Cette "humanisation" des rapports, le commissaire Michel Lavaud la juge cruciale. A l'écouter, les policiers doivent carrément se mettre "à la place des victimes", énonce-t-il à Franceinfo. Les accompagner et les écouter. L'enjeu est clair : favoriser la "libération de la parole". Et pour faciliter ce dialogue, la relation entre commissariats, associations de lutte contre les violences faites aux femmes et partenaires sociaux doit être consolidée, car "ces associations facilitent la verbalisation, facilitent le fait de raconter l'enfer vécu", raconte-t-il.
Cette évolution nécessaire, Marlène Schiappa l'évoquait d'ailleurs déjà avec insistance en septembre dernier, interrogée par le Journal des Femmes à l'aune du Grenelle des violences conjugales dont elle est l'initiatrice. La prise en charge, l'hébergement et l'accompagnement des victimes doit s'améliorer, insistait-elle alors.
En réponse, l'ancien procureur de la République de Douai Luc Frémiot déplorait alors ces insuffisances du côté du magazine Marianne : "Le problème est que des plaintes ne sont pas prises dans certains commissariats et que des femmes victimes de violences ne sont pas accueillies et soutenues comme elles devraient l'être", disait-il. Que faire alors ? Garantir "une prise en compte immédiate" des premières violences par les services de police et de gendarmerie, s'assurer que les procureurs de la République traitent "immédiatement" les plaintes, expulser l'auteur des violences du domicile familial et confier celui-ci à des psychiatres ou psychologues par exemple, développe encore Luc Frémiot au journal 20 Minutes. Mais surtout, insiste l'ex-procureur, il faut en finir une bonne fois pour toutes avec "les classements sans suite" des plaintes.
Ces classements sans suite indignent également Anne Bouillon, avocate au barreau de Nantes. A France Inter, elle témoigne de cette dure expérience qu'est le dépôt de plainte, et de la "confrontation" qu'il implique, parfois insupportable pour des femmes déjà fragiles psychologiquement. Celles-ci ont l'impression d'être traitées sans la moindre considération. "On leur demande de serrer les dents. Ou de ne rien dire parce que cela porterait préjudice évidemment à leur conjoint mais aussi aux enfants. 'Pensez aux enfants, madame, parce qu'ils n'ont pas mérité ça'. Ce discours culpabilisant à l'endroit des femmes n'est plus acceptable", fustige-t-elle.

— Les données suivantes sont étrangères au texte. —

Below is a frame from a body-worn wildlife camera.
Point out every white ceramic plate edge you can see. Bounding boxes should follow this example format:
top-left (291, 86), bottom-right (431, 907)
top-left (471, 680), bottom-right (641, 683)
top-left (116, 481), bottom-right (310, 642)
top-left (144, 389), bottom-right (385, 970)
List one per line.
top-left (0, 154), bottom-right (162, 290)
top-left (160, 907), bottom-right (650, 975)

Nombreuses sont les voix anonymes à dénoncer sur les réseaux sociaux et dans les médias une forme de "violence institutionnelle" normalisée. A savoir, cette impression de ne pas être suffisamment protégée par la police et la justice malgré de nombreux appels à l'aide. "Ce n'est pas facile de parler, de dire des dizaines de fois ce qu'on a vécu. Finalement, quand on ne vous écoute pas, c'est une humiliation, un mépris total", décrit en ce sens Astrid, victime de violences conjugales, au magazine Le Point.
Le lendemain de la marche organisée pour la mémoire de Sylvia Walter, assassinée par son conjoint à son domicile, ces mots n'en sont que plus violents.
Sylvia Walter est morte sous les yeux de sa fille, Stella Guitton. A France Bleu, cette dernière confiait il y a peu sa colère, les yeux rougis par les larmes. "C'est bien beau de porter plainte, mais ça n'aide pas. Personne n'a voulu nous écouter", s'attriste la jeune femme endeuillée. Un témoignage auquel réagit désormais Laurence Rossignol. L'ancienne ministre des Droits des femmes et présidente de l'Assemblée des Femmes a affectivement demandé au gouvernement de "faire réexaminer toutes les plaintes pour violences conjugales", assure-t-elle sur Twitter. Une réaction face à l'inacceptable.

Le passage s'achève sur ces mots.